Увидев однажды во время пахоты, как маячит на курганчике темная старческая фигура осетина, опиравшегося на палку, Гаша оглянулась на отца и дядьку Гаврилу (Бабенко и Анисьин издавна пахали и сеяли вместе, заналыгачив своих быков в одну шестерню). Оба старика были грязны, всклокочены от жадной спешки: ведь там, за валом, по другую сторону станицы, их ожидали еще не паханные – десятин по двадцать-пятнадцать – паи, скупленные у бедняков…
– Тять, и на черта нам столько земли?.. Ни обойдешь ее разом, ни объедешь! – неожиданно громко, повернувшись назад от быков, которых вела в борозде, крикнула Гаша.
Анисьин посмотрел на нее, как на дурочку, пожал плечами, а Кирилл плаксиво пожаловался:
– Ну, видел?! Я ж говорю, бесится девка…
– С жиру. Вздуй вожжой, – мрачно посоветовал Гаврила.
– Свою Проську либо Верку вожжой! – наслаждаясь собственной лихостью, крикнула девка.

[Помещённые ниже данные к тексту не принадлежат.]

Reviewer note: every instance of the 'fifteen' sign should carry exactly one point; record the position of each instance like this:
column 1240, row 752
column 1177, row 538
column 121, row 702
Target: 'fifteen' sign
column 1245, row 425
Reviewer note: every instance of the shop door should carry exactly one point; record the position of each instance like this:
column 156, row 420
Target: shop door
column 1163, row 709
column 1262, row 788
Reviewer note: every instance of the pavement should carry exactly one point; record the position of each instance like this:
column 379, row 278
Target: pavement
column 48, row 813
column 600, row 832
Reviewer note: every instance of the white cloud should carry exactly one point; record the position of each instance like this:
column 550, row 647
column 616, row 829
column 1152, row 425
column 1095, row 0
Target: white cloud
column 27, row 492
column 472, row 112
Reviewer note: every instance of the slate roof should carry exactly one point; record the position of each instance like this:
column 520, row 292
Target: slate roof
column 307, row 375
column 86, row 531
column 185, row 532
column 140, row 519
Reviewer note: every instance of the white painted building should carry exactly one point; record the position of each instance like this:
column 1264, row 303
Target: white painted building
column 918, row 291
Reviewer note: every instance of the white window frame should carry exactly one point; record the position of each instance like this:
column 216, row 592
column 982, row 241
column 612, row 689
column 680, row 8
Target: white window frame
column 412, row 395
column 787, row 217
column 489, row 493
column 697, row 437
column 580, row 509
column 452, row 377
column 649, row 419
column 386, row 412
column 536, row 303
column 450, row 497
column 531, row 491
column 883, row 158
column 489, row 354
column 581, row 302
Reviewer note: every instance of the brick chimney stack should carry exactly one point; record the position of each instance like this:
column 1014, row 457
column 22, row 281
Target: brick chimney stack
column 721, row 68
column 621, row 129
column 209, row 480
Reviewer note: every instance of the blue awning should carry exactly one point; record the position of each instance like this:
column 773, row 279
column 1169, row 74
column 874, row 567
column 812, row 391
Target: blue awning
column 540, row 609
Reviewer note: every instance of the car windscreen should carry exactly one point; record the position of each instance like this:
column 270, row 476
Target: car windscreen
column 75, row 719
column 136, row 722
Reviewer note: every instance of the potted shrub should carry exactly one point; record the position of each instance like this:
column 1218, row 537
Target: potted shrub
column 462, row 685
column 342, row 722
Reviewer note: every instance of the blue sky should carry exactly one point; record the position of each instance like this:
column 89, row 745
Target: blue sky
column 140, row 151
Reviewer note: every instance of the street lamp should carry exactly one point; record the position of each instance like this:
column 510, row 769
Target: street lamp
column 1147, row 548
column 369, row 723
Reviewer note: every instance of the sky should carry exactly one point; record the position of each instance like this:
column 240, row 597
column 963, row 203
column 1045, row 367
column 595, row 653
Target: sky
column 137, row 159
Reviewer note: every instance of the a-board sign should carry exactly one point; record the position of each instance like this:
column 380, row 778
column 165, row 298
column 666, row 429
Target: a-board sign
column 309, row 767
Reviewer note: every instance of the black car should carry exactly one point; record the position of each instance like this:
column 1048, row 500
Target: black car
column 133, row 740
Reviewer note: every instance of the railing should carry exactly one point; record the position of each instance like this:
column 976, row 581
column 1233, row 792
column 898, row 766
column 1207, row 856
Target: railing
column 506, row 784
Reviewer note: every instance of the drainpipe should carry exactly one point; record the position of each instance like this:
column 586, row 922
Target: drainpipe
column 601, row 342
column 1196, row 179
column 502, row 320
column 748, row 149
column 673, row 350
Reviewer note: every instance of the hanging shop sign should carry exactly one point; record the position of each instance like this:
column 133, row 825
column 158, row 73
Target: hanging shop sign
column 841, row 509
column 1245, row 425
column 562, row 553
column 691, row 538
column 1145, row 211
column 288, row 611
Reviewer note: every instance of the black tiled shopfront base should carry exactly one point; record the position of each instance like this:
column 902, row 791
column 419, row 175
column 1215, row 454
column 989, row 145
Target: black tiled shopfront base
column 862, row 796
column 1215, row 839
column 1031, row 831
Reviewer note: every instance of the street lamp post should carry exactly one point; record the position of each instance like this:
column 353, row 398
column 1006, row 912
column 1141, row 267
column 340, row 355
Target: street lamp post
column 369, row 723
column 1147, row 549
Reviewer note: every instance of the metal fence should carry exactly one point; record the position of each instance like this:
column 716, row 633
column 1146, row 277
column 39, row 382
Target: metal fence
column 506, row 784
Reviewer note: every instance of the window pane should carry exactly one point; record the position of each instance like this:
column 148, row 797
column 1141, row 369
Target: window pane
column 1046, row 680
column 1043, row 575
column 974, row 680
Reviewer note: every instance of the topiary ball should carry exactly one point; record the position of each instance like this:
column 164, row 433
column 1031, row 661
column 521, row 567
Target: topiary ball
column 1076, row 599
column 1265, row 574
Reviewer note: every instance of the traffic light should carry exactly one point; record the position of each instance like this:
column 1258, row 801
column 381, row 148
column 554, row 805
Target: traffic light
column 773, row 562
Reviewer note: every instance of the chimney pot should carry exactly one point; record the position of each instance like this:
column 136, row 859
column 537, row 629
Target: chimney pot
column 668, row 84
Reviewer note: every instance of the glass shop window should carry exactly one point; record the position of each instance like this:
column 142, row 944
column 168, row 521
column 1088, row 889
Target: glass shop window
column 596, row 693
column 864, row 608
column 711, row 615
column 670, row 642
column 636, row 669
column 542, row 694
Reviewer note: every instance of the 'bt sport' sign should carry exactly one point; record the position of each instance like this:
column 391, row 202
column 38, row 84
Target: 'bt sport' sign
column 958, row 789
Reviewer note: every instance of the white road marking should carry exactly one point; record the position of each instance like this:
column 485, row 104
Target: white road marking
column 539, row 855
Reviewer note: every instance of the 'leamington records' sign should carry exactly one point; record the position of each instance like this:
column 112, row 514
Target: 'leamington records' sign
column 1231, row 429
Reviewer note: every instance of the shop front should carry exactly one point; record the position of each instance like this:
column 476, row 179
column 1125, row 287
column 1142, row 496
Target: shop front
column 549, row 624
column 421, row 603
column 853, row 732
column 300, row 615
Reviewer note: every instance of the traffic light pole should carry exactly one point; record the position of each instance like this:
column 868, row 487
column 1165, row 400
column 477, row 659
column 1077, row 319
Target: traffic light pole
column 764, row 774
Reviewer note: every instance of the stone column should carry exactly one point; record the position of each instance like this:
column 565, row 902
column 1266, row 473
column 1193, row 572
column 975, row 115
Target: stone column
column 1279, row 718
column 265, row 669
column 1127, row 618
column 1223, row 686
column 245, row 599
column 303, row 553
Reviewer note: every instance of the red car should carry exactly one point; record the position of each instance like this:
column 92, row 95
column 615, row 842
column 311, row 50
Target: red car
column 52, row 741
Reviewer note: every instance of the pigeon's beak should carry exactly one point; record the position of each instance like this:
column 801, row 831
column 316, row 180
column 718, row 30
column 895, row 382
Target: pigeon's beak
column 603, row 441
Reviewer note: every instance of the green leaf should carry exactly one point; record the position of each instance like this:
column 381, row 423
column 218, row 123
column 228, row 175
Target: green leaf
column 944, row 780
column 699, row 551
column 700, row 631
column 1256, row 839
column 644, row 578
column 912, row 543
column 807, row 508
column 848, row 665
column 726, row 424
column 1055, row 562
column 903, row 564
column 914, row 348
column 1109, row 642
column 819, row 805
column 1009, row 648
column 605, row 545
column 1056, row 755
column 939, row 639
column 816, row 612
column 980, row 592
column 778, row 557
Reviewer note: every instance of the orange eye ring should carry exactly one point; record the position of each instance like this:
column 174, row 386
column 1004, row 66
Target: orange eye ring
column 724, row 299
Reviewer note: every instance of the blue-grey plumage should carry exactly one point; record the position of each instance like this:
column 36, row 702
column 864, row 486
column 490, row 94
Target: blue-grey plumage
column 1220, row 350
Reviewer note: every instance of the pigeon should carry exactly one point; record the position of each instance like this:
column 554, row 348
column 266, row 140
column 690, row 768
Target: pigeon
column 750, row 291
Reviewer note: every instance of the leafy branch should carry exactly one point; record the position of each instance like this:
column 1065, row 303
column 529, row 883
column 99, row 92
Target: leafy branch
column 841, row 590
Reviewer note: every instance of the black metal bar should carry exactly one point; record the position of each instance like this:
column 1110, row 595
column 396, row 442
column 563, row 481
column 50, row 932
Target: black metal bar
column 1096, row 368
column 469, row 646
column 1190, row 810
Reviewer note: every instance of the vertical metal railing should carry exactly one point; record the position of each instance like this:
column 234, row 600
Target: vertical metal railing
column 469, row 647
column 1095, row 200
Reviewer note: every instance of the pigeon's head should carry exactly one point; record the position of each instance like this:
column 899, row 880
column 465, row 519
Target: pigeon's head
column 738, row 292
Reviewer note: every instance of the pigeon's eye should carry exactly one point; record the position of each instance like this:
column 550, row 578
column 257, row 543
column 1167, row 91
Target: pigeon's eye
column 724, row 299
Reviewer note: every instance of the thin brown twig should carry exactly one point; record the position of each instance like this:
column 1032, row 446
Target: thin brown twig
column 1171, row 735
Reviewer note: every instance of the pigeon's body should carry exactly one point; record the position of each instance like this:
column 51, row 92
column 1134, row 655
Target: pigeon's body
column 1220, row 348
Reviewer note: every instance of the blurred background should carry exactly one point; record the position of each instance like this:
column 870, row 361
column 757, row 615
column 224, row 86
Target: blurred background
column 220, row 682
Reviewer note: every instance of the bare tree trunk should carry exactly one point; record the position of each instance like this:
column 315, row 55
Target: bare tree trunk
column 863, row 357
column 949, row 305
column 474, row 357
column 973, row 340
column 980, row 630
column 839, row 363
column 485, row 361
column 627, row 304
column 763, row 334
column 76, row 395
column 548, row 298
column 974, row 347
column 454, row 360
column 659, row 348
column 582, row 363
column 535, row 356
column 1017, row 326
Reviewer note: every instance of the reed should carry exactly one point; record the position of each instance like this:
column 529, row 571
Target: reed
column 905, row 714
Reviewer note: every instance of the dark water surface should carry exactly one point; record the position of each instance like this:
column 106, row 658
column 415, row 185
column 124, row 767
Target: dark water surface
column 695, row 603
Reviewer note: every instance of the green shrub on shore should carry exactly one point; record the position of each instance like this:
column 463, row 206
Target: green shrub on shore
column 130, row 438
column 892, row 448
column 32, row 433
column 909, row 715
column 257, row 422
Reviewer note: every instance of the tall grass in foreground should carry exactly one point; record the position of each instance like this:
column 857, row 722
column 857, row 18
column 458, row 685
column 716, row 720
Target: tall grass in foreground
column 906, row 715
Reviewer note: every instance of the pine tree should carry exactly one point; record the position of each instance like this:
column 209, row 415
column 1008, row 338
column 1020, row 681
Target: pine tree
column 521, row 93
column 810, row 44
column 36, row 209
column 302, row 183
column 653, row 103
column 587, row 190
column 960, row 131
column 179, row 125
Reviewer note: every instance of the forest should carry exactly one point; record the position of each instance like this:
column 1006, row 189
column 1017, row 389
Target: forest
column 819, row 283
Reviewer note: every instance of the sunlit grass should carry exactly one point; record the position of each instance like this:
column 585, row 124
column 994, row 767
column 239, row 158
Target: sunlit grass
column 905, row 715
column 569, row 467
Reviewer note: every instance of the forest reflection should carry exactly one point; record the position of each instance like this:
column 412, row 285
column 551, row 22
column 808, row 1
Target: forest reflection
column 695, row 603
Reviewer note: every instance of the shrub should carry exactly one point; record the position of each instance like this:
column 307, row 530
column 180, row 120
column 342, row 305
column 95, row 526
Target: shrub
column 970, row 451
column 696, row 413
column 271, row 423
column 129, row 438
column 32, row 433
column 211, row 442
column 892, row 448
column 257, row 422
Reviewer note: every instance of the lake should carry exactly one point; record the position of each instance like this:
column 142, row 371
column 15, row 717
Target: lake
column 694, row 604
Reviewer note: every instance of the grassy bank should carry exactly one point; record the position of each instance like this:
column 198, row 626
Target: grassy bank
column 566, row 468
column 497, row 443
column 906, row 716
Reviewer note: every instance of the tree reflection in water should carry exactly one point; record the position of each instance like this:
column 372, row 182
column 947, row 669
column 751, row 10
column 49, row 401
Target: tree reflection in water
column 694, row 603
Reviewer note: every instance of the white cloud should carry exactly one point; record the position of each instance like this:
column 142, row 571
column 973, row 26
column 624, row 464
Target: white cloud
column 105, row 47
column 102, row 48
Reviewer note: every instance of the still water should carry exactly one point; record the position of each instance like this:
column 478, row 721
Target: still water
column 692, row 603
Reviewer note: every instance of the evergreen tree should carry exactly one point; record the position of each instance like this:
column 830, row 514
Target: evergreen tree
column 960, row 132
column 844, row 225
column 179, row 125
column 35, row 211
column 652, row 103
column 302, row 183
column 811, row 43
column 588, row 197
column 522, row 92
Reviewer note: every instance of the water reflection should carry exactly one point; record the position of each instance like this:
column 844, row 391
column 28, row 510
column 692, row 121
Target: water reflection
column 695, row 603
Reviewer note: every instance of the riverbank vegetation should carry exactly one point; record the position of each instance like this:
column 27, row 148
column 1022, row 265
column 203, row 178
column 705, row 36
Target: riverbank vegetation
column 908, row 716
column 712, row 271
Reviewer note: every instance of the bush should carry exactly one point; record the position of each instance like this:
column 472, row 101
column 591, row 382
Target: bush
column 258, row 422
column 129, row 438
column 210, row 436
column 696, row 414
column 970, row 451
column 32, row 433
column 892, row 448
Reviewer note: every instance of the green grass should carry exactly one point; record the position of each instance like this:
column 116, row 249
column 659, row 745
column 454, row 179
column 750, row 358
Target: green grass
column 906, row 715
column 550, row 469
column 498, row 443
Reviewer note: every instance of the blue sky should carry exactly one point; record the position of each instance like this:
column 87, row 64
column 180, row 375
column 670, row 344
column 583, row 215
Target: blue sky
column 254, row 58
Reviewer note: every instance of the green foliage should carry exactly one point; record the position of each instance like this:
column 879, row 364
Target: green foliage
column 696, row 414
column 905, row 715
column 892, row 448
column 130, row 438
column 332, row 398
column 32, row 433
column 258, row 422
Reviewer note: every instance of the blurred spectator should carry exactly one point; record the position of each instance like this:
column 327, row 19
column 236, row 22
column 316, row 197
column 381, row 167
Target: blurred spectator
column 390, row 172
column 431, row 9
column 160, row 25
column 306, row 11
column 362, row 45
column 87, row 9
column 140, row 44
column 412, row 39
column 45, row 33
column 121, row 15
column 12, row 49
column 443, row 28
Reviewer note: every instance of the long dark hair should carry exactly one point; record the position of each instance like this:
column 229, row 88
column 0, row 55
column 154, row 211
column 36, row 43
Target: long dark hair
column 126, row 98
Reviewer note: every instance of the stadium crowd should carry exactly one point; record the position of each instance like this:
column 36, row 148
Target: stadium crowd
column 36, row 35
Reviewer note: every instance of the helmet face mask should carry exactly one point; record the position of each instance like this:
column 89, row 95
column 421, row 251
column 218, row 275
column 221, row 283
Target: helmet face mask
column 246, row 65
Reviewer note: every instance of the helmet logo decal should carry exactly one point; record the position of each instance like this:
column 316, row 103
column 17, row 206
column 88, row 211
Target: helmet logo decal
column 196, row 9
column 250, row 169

– Ну ты, кобыла, гляди мне!.. Нашлась учить…
А над полями струился пар, и на юге, из клубящихся весенних облаков гляделись бело-голубые горы…
В мае, когда уже сеяли кукурузу, солнце к полудню припекало, дали затягивались паром, горы исчезали, сливаясь с водянисто-голубым небом. Отдыхать становились табором на берегу Дур-Дура. Распряженные быки паслись в кустарнике, а дядька Гаврила и отец, поев сала и простокваши с хлебом, заваливались спать в тени, под развешенной на кустах одеждой. Гаша дожидалась, когда они захрапят, и, закутав белым платком лицо до самых глаз, уходила подальше, растягивалась на каком-нибудь открытом ветру и солнцу пригорке. Ей нравилось, как пахла пригретая солнцем, хмельная от весны земля. Вместе с теплом земли в тело входила сладостная истома; Гаша подолгу лежала, боясь шелохнуться, чтобы не спугнуть, не разрушить иллюзию плотского счастья.
Весна буйствовала. В веселой синеве неба, кудрявясь, бежали легкие, не дающие теней, облака. И откуда-то из-под них сыпался на землю заливистый перезвон жаворонков. Золотом цвели кизил и верба. По-над рекой нельзя было и шага сделать, чтобы не стряхнуть с кустов целые тучи пыльцы. Зеленоватомутным золотом светились издали балки на Сунженском хребте, где тоже цвел и одевался листвою лес. Отдавая медовым привкусом, зацветали на огрехах и межах зверобой, мытник, шалфей, лазоревой искрой разворачивался по обочинам дорог цикорий. А из кустов уже нежно тянуло ландышем.
И надо всем этим в свадебном хороводе кружились стаи мошкары, сновали в воздухе, завихривались в его теплых струях. В осоке вдоль речек надрывно кричали лягушки. На старых пнях, на камнях у речек грелись змеи; чуткая осока беспрерывно шуршала, как от ветра, киша ужами. Казалось, вся тварь земная беснуется в любовном экстазе.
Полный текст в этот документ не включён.